FIG. 2.    Two different stages of fruiting bodies of an edible puffball mushroom, Calostoma sp.  

FIG. 3.    Immature fruiting bodies of Calostoma sp. appearing in their natural habitat.   




Mature basidiospores of the stalked puffball mushroom, Calostoma sp., are covered with protruding spines (Fig. 1).  The round basidiospores are ornamented with tapered spines, a unique microscopic morphology of some species in this genus. When the basidiospores are immature, these protruding spines link the basdiospores  with their basidia and networking mycelia in the fertile region (known as the gleba, shown in Fig. 2).  As the spores become mature, they dry and are released from the mycelial mass. The powdery spore dust is discharged through the opening of the fruiting body like ash from a miniature volcano and easily disperses to attach to the surrounding substrate.  The spores provide protection and efficiency in attaching to the substrate.     

When the immature mushroom is cut (far left in Fig. 2), the inner white part—the spore mass or gleba—containing young basidiospores and the mycelial mass which develops within a transparent gelatinous material is seen. The far right (Fig. 2) shows a mature fruiting body with a perforated spore case atop a reticulate stalk.  The natural habitat of these puffballs— low nutrient, sandy soil and decomposed leaves of a dry deciduous forest— is shown in Fig. 3.  This tropical forest type is populated with the major Dipterocarp tree species such as Shorea spp., Dipterocarpus spp. and Hopea spp.  Recent research indicates that Calostoma cinnabarinum sp. is an ectomycorrhizal mushroom (3), a type of fungus which lives in a symbiotic relationship with a plant by forming a sheath around the plant's root tips.  


The fruiting bodies of Calostoma sp. were collected from natural ground habitat in a Dipterocarp forest in Thailand in October, 2004. Basidiospores were removed from the inner chamber of a mature mushroom. They were placed on a stub with adhesive tape, vacuum dried, gold coated, and observed by a Jeol scanning electron microscope at 15 kV, 5,000 x . The pictures of fruiting bodies in situ were taken by a digital camera, Pentax Optio 330. The diameter of the immature mushroom is 2.5 to 4.0 cm, while the inner part is 1.5 to 3.0 cm. The outer gelatinous layer is 0.5 to 1.0 cm thick. The stalk is hollow, 3.0 to 4.0 cm long and 1.0 to 1.5 cm thick. The diameter of a mature fruiting body is 1.5 to 2.0 cm.   

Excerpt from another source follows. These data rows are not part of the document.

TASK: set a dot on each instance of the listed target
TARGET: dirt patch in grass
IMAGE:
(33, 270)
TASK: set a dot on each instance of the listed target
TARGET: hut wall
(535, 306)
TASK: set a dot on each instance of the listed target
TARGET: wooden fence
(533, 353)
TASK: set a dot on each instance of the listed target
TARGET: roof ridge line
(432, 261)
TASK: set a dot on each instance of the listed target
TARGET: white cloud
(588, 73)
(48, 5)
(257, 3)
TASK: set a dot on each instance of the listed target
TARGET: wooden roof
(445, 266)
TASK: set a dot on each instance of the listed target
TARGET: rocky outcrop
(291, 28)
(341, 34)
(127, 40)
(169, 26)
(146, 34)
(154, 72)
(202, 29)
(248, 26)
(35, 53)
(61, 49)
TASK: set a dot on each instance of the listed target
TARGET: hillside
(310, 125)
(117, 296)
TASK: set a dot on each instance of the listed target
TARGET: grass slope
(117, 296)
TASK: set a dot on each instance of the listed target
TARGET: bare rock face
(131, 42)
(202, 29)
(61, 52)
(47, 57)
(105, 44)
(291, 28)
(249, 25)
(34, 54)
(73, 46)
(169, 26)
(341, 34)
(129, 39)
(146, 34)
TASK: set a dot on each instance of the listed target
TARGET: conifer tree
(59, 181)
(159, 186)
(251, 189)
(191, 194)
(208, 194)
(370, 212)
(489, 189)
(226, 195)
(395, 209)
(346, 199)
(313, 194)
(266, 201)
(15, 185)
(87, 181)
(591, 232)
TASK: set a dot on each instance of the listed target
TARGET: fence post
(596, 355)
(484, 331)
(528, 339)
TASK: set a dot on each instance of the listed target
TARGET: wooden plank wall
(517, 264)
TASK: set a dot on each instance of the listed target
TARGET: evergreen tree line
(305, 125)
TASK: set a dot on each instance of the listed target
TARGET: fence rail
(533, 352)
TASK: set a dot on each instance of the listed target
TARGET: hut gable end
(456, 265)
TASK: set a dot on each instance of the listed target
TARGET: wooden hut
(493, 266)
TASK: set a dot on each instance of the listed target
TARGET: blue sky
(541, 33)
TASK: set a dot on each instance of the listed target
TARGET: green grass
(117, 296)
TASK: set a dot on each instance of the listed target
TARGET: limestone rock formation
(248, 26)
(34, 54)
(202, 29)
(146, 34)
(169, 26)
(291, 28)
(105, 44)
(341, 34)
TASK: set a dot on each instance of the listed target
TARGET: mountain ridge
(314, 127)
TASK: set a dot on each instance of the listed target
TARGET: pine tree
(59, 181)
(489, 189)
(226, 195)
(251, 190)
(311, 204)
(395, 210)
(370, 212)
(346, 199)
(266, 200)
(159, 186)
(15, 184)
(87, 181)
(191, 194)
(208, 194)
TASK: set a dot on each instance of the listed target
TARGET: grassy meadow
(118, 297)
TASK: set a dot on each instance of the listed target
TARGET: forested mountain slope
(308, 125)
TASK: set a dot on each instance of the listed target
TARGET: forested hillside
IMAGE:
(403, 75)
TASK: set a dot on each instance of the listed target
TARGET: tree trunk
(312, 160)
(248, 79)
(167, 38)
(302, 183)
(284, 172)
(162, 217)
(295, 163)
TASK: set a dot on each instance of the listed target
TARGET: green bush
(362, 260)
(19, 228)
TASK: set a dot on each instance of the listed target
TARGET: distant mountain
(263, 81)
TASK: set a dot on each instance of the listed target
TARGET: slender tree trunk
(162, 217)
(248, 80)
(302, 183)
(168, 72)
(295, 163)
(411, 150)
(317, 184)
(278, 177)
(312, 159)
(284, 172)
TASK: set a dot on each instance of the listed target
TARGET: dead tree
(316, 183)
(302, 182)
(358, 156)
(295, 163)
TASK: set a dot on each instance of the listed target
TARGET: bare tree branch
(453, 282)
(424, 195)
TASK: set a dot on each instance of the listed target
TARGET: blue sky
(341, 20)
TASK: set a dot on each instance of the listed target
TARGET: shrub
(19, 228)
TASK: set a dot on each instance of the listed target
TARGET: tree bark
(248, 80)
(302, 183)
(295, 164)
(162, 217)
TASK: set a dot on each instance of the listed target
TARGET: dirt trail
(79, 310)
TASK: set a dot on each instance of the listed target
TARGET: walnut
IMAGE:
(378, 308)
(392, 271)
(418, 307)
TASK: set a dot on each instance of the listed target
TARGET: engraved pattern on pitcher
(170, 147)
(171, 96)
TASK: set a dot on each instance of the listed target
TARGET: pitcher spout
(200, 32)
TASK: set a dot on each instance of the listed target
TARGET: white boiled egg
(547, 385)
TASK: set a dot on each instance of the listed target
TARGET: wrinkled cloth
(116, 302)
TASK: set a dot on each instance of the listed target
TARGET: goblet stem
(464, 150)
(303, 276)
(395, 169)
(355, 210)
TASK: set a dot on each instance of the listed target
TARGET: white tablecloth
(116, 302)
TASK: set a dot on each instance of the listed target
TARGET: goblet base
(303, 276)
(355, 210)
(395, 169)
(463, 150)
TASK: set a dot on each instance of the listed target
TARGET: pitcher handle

The microscopic morphology of basidiospores reflects the importance of functional morphology for their fertility. The starlike structure protects the basidiospore from unfavorable conditions, helps it to attach to the substrate, and allows it to survive in a suboptimal environment. Besides the basidiospores of puffball mushrooms, such a starlike shape is noticeably found in various taxa: algae, conidia of fungi, corals, planktons, sea stars, sea urchins, and flowering plants.


1. Hawksworth, D. L., B. C. Sutton, and G. C. Ainsworth. 1983. Ainsworth and Bisby's dictionary of fungi. Commonwealth Mycological Institute, Kew, Surrey, England.

2. Lincoff, G. 2004. Field guide to mushrooms. National Audubon Society, New York, NY.

3. Wilson , A. W., E. A. Hobbie, and D. S. Hibbitt. 2007. The ectomycorrhizal status of Calostoma cinnabarinum determined using isotopic, molecular and morphological methods. Can. J. Bot. 85(4):385–393.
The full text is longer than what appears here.